Pourtant, elle souriait, soutenait de ses mains le tableau d’or et d’émail pendu à son col. Deux phœnix affrontés y becquetaient la sphère du monde.

Jean réprima la raillerie de son léger ricanement. Il se leva :

— Nous sommes, tu le sais, par la pensée, la lumière même du Théos, et, par les instincts du corps, l’ombre de la lourde matière.

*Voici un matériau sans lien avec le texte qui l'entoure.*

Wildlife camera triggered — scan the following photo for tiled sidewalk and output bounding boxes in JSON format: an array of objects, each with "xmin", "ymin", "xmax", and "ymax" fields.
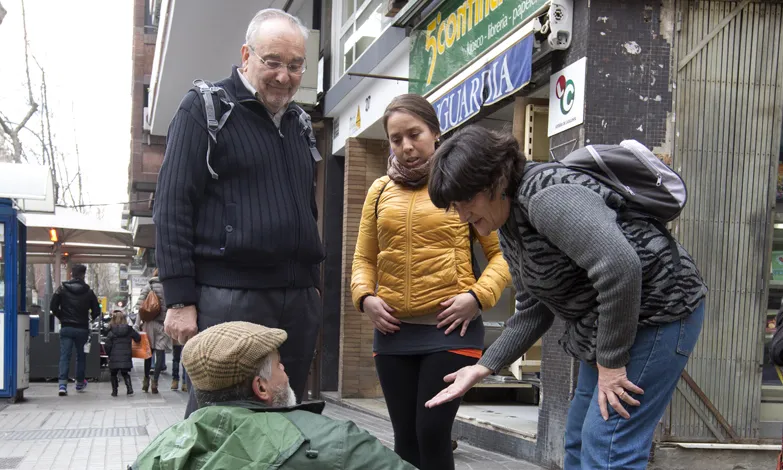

Chacun peut être le reflet blanc du dieu spirituel ou le reflet noir de la matière divine. C’est en nous que se marient le jour et la nuit universels, en nous qu’ils deviennent l’Intelligible. Or qu’estimes-tu être à présent ? Le reflet d’en haut, ou le reflet d’en bas ? Sous quelle apparence le comprends-tu totalement ? Daigne répondre, Maîtresse des Romains, et tu prouveras sans doute la persistance, que je conteste, de ta subtilité ancienne.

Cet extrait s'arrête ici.